Decentralized Application Security

University dissertation from Chalmers University of Technology

Abstract: On the internet today, everything is centralized. For most people, a single commercial entity owns the power to disclose all their personal emails. Most commonly your emails are only disclosed to you and your correspondent, but the power to choose who sees these emails is in fact not yours. Almost nothing that the internet is used for gives the originator the power to retract it, or to enforce intact delivery. When you use a social media platform, you are given the intuition that you choose which friends who can see any posts and photos that you publish. In reality the provider of the social media platform may share this data to anyone they like. It may choose to remove this data, to remove treasured family photos, or to not deliver a personal message to your friends.
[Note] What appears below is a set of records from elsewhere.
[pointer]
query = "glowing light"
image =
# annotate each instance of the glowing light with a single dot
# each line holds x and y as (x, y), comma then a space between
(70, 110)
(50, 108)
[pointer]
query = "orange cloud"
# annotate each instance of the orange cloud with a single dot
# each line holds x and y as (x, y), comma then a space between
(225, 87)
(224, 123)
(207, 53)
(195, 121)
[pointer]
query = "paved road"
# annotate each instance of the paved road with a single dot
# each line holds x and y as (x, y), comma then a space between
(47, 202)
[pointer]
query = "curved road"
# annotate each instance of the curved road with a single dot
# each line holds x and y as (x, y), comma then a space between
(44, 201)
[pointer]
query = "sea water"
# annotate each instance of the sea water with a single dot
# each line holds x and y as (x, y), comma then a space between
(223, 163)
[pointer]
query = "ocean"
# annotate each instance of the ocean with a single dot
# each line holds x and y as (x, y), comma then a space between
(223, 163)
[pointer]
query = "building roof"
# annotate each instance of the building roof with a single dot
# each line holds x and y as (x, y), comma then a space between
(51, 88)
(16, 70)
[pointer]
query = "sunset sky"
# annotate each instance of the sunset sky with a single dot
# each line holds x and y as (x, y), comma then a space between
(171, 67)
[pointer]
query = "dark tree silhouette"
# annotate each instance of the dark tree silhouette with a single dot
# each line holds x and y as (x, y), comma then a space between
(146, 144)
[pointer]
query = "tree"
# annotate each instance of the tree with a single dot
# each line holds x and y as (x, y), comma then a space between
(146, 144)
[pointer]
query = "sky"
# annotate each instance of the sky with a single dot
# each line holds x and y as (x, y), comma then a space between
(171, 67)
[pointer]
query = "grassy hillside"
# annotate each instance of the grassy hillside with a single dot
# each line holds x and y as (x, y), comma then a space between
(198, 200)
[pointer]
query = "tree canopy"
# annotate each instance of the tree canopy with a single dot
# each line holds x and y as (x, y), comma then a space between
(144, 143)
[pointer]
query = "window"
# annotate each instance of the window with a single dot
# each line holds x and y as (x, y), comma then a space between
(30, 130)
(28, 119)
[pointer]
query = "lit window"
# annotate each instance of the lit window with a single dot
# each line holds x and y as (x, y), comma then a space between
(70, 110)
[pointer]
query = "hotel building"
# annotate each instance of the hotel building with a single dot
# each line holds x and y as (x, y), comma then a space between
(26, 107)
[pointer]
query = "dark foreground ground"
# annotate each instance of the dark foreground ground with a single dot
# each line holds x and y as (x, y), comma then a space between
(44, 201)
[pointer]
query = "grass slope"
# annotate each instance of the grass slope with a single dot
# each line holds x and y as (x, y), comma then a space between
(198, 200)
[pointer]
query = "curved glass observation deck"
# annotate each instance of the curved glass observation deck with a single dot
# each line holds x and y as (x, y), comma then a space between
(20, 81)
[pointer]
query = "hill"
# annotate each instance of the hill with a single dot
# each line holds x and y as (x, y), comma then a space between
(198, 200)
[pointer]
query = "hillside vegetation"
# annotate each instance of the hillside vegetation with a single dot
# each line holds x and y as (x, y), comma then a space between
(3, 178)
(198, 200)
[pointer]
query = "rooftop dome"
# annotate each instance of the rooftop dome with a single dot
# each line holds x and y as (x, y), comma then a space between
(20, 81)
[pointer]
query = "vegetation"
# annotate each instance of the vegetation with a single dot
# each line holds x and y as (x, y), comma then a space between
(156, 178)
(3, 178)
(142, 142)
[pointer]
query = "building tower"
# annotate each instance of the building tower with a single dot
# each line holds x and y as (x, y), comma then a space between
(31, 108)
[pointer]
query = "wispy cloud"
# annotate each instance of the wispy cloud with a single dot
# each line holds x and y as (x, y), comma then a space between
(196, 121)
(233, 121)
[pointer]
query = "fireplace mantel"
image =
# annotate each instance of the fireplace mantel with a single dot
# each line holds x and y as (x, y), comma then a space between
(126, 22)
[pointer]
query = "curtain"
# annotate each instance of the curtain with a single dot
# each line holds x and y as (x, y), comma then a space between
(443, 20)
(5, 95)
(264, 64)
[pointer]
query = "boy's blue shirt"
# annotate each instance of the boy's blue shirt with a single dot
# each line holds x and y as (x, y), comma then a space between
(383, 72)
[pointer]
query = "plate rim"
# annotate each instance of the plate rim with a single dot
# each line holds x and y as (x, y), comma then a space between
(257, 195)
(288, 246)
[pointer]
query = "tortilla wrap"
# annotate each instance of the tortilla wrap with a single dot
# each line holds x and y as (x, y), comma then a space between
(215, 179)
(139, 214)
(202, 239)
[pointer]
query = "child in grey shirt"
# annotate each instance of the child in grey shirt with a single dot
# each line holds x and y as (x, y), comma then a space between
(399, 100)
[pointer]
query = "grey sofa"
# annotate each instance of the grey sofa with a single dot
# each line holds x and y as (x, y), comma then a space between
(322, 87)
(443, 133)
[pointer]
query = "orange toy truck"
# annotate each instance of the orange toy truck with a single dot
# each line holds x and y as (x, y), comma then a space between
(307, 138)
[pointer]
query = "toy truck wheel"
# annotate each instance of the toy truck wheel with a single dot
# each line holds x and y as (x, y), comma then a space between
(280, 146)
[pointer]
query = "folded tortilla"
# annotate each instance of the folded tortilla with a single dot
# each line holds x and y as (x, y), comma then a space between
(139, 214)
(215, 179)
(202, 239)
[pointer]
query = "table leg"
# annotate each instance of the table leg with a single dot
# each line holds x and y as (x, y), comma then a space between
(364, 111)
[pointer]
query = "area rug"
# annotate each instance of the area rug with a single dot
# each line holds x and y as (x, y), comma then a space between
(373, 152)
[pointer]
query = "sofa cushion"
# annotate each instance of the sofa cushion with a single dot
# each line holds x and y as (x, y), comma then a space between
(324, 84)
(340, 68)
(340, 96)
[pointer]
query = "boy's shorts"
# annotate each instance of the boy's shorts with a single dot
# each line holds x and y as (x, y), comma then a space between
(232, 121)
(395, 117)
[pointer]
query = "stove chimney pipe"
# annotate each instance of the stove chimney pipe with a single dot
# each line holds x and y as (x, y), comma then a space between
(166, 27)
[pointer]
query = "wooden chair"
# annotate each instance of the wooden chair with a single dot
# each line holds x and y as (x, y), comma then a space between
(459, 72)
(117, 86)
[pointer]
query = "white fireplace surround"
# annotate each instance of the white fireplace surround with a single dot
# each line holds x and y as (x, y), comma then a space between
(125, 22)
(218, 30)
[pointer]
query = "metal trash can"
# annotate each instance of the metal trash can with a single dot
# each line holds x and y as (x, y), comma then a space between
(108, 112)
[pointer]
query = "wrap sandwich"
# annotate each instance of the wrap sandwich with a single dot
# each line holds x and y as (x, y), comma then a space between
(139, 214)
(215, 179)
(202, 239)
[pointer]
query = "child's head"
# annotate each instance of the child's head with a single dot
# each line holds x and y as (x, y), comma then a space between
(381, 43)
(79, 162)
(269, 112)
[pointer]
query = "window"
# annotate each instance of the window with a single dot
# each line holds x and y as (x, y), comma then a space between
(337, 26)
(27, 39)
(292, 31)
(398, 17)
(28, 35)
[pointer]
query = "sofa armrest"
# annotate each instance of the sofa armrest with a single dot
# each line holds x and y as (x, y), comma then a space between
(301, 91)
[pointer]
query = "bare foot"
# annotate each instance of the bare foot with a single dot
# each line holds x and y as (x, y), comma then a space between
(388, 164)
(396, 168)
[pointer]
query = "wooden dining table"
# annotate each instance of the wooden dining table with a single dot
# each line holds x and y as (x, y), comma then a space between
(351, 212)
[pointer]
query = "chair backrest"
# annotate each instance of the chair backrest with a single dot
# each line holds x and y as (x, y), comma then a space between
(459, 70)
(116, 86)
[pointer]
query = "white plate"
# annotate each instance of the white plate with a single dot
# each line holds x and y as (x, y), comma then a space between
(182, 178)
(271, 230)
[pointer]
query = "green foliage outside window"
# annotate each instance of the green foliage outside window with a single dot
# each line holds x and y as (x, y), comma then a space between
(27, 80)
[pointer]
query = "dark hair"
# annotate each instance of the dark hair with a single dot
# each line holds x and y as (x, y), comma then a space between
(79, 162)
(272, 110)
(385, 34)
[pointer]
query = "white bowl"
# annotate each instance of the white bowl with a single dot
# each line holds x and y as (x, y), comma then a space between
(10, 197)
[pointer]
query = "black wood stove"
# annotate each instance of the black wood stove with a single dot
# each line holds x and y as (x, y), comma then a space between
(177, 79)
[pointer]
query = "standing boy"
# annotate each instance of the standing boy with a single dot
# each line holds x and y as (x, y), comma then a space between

Of course, this would for most businesses not be a profitable mode of operation, no entrepreneur or business developer strive for this. However, governing authorities can exert force over the company to do this without economical motives, during political instabilities for instance. This thesis is about giving end-users control over their own personal data, while maintaining all the rich internet services that users normally enjoy on a day-to-day basis. Using traditional cryptographic techniques information can be made unreadable for everyone except the intended parties. Another type of cryptographic techniques, called homomorphic encryption, can make information usable while still being unreadable, enabling constructions that serve the same purpose but which does not suffer from potential intrusion on personal data. In this thesis, we will explore how to use both traditional and homomorphic encryption techniques for privacy of location-data and to efficiently a protect web session.